Over the years, I’ve come and gone from my cages. Sometimes I’ve left the door open or closed on my way out; coming back, I’ve closed it behind me. Even locked it, thrown away the key for seasons of my life.
Over these last two decades, I’ve struggled with wanting to leave this particular cage behind: the cage of glowing screens in darkened rooms. It’s just easier to surround myself with false intimacy than the real sort.
Life is easier to control this way. Why ask the two sparrows outside my cage for help when I can just help myself?
Why entrust another sparrow for help when they might abandon me, dropping the key even further from my cage?
There’s the crux of the piece for me: the sparrow inside the cage needs help, but the sparrow inside needs to ask for help, and the sparrow inside needs to receive help from the outside.
We have to let other people into our cages eventually.
We have to, or we waste away.
It’s a grim image, but without any sustenance from the outside we are doomed in our isolation. Isolation works until it doesn’t. Helps us fall asleep for a few nights this week. But what about next week? Next month? Next year or decade? Can we really keep telling ourselves this is the better way to live? Can we really keep squawking at anyone who gets too close?
As soul-shaking as it can be, don’t we have to back away from our cage doors and let someone else in?

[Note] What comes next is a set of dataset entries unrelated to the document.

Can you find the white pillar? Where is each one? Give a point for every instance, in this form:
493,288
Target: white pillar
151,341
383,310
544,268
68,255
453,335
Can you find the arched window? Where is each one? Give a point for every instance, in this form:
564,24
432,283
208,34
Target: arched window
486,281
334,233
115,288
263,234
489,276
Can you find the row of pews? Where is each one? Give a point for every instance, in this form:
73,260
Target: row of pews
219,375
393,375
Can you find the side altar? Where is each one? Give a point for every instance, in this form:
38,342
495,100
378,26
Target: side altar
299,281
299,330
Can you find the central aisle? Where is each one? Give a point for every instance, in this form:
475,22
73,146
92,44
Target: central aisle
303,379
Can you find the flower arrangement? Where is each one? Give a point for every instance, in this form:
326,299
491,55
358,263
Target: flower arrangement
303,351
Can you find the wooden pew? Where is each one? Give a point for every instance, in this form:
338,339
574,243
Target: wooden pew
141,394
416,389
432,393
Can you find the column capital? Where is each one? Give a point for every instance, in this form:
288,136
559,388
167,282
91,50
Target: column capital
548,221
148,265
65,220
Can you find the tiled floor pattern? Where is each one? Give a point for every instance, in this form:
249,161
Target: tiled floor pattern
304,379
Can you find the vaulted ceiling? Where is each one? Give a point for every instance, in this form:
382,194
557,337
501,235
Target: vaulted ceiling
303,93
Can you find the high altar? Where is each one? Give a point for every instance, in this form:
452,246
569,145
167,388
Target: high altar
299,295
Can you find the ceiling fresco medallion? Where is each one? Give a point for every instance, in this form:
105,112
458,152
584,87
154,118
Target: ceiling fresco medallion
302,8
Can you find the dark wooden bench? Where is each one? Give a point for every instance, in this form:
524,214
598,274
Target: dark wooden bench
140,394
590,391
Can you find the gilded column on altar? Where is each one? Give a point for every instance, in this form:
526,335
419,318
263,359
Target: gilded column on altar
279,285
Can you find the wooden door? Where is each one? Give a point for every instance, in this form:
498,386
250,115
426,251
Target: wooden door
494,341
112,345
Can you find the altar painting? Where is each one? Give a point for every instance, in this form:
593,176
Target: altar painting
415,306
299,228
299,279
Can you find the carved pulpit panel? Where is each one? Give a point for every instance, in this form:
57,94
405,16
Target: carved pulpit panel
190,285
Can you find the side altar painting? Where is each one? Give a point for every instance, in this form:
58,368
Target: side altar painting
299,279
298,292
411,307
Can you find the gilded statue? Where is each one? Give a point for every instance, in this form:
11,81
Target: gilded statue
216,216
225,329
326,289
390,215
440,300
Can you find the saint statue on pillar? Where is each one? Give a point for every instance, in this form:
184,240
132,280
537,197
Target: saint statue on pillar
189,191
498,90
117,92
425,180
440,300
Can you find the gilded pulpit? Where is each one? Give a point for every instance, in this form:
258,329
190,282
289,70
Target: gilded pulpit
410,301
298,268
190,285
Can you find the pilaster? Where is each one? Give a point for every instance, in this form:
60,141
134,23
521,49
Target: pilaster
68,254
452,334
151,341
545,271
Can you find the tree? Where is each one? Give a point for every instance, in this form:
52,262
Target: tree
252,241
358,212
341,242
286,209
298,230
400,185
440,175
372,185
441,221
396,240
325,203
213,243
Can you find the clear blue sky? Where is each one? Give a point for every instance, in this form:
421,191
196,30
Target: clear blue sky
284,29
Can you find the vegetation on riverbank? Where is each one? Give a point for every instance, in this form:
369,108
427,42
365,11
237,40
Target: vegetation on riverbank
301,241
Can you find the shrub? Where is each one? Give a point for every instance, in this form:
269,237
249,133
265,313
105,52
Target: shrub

And don’t we have a responsibility to fly out to other cages and help others escape their prisons, too?
I continually wrestle with this dynamic in leadership of Your Other Brothers: where do I keep proper distance in the name of boundaries and self-care, and where do I let someone else enter my birdcage?
Can I do both well? Can I lead and participate well? Can I help others escape their isolation and find a home here with us, and can I also let others help me escape my own prisons, rediscovering more of the home to be found in this virtual space that more often bleeds into retreats and the face-to-face beyond glowing screens?

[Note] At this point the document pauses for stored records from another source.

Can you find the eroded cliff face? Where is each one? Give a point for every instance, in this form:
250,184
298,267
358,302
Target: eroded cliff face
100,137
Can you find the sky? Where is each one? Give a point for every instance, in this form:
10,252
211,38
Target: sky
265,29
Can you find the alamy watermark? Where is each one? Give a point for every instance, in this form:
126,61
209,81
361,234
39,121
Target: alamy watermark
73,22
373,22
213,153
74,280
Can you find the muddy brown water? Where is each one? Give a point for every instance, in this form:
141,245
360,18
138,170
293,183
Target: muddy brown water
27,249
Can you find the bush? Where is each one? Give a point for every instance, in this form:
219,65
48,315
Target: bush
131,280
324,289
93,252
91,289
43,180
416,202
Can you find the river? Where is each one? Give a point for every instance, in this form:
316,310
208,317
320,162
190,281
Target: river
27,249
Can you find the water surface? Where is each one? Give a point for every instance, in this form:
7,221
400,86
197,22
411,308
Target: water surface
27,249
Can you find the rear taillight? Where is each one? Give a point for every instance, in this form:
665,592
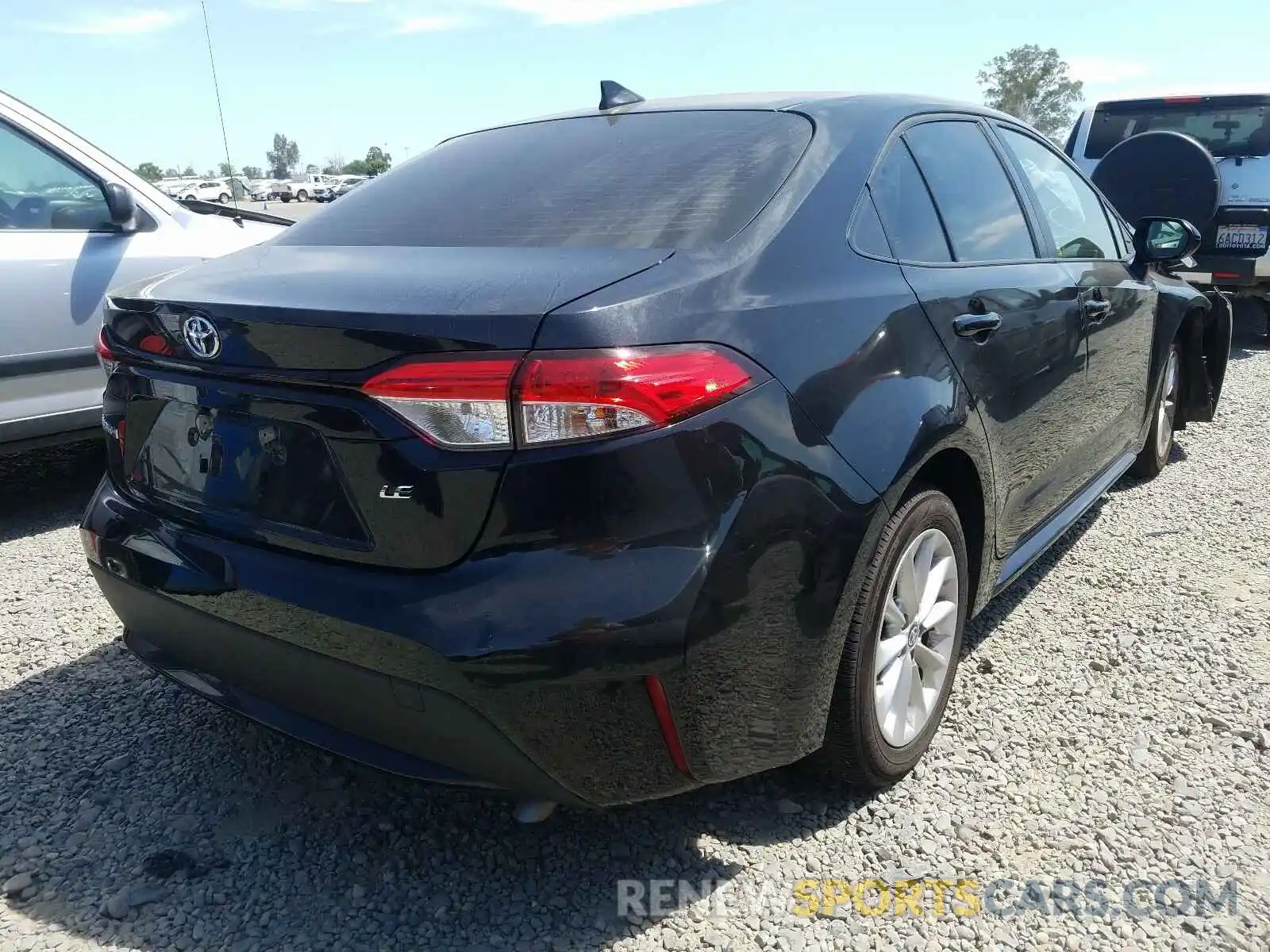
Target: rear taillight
108,361
579,395
459,404
559,397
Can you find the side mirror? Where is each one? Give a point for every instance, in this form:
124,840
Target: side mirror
1165,240
121,205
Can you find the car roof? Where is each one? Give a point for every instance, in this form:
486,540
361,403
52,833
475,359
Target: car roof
823,106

Maybe a birdcage is a prison. But maybe it’s also a necessary home in a perilous world. If we ask for help to open our locks, throw them away, and open our doors for fellow sparrows to join us in our cages as we join them in theirs, then isn’t a birdcage a beautiful image?
I love our community. They’ve ministered to me for nine years and six retreats now: financially, spiritually, and relationally. Both online and off.
I want to feel more at home with them through the years and decades to come. I want to call to them for help. Let them open my door. Let them in.
Did you attend this year’s YOBBERS retreat? What were your takeaways from the birdcage art piece? What keeps you isolating rather than letting others inside?
Tom,
Thank you for your perspective on this. I had similar thoughts upon my initial reflection of the art piece. I saw it as my tendency to feel trapped in my sin, but at the same time, I make myself comfortable and nest in it as well. There’s others around who can help and the key is right there, yet I just sit and try to do it alone.
Thanks for sharing your thoughts, Brandon. The trapped vs comfortable dynamic is such a fascinating one for me to continue to explore, long after the retreat has passed.